Terbaru

Contributors

Meneladani Pribadi Nonmuslim yang Islami


Akhir-akhir ini banyak sekali paham yang resisten dan anti terhadap kelompok agama tertentu. Para pengikutnya menjaga jarak dan enggan untuk hidup berdampingan dengan penganut agama di luar mereka. Anehnya lagi, mereka mengaku dan mengatasnamakan umat muslim. Padahal, tidak demikian Islam mengajarkan.
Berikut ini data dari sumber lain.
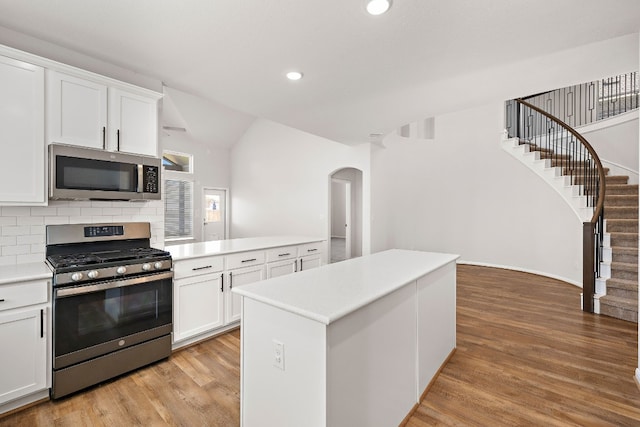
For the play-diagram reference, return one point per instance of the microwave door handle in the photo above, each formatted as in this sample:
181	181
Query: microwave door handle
139	186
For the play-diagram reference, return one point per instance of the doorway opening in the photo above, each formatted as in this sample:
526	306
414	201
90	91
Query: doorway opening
345	224
214	214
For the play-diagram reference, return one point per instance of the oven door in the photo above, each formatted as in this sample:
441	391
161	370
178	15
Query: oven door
96	319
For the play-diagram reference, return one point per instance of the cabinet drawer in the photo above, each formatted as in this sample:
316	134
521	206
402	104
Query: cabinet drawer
245	259
23	294
197	266
279	254
310	249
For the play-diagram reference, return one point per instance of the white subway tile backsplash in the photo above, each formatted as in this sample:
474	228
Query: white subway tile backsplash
15	230
30	220
16	250
8	260
50	220
23	229
67	211
25	259
8	220
16	210
43	211
30	239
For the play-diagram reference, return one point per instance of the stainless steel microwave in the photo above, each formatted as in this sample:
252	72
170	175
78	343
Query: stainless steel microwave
78	173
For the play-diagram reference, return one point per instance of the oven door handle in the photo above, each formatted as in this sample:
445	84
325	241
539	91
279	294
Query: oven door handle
103	286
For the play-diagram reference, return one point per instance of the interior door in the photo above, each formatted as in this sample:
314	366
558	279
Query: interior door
214	214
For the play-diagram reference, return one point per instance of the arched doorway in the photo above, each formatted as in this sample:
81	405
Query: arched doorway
345	214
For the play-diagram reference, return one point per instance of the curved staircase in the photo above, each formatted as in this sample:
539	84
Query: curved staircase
617	288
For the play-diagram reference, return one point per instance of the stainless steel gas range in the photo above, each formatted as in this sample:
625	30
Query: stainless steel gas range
112	302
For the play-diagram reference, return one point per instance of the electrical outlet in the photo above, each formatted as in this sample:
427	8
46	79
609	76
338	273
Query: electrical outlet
278	354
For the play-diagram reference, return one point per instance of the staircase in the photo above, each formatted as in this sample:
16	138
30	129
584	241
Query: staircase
620	258
617	288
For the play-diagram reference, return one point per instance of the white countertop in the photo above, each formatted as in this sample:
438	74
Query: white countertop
327	293
24	272
221	247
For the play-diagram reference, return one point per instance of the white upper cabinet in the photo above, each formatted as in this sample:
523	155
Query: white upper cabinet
96	114
133	123
77	111
23	173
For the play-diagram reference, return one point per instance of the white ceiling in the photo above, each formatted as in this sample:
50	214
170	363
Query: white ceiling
362	73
Saat kepulangannya dari studi di Harvard University, Prof. Dr. KH. Abdul A'la Basyir membawa oleh-oleh yang disampaikan kepada teman-teman mahasiswa angkatan saya. Waktu itu beliau menyampaikan materi kuliah di STIKA (sekarang Instika), kami semua mengikuti dengan seksama. Kira-kira begini kata beliau, "Saya melihat Islam di Amerika Serikat, tidak hanya di mall, kampus, jalan raya, perpustakaan dan bandara. Bahkan di gereja, saya melihat Islam berada di sana."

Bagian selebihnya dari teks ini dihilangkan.